Imagine: Marina Abramovic – The Ugly Duckling
BBC1
The Serbian performance artist Marina Abramovic (inset), 73, has already designed her funeral. Everything in techno-bright colour and all the attendees making filthy jokes, apparently, and the form of the funeral will incorporate aspects of Abramovic’s life: there’ll be “warrior” Marina, “spiritual” Marina, “who believes in all that bullshit and mumbo-jumbo”, and “real” Marina. “I can’t wait,” said Alan Yentob, devotedly padding behind Abramovic for his latest Imagine programme. And who wouldn’t want to be there?

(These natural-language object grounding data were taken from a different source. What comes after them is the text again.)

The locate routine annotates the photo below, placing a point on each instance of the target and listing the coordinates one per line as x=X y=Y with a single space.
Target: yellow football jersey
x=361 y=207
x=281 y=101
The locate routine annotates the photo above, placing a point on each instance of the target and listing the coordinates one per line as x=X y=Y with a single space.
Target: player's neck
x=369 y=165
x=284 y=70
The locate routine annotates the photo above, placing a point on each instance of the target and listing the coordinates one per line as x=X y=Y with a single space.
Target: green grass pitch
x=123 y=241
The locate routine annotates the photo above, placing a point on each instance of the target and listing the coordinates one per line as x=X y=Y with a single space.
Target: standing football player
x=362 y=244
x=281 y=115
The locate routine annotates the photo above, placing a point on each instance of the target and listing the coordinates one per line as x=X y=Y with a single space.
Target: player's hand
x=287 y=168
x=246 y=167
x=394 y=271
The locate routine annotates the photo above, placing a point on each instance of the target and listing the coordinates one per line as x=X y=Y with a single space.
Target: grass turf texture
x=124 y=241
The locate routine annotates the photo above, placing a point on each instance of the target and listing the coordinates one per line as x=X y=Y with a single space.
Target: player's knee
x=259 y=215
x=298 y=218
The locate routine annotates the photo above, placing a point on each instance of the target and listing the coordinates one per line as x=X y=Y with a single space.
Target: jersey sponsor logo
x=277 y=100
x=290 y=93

Abramovic’s funeral, curated for maximum shock effect, will be quite a thing. After all, 750,000 people queued to gaze one by one at Abramovic when she sat, motionless, eight hours a day, in the Metropolitan Museum of Art; after her death, her mourners will be invited to put on 3D headgear and watch an augmented reality version of the artist walking among them in a red dress.
The still-living Abramovic, striding about her crystal-filled house in upstate New York in a collection of vaguely sacerdotal garments, was far more good-humoured than you might expect for someone who has, in public, peed, plunged a knife repeatedly through her fingers, and lain unconscious inside a burning five-point star.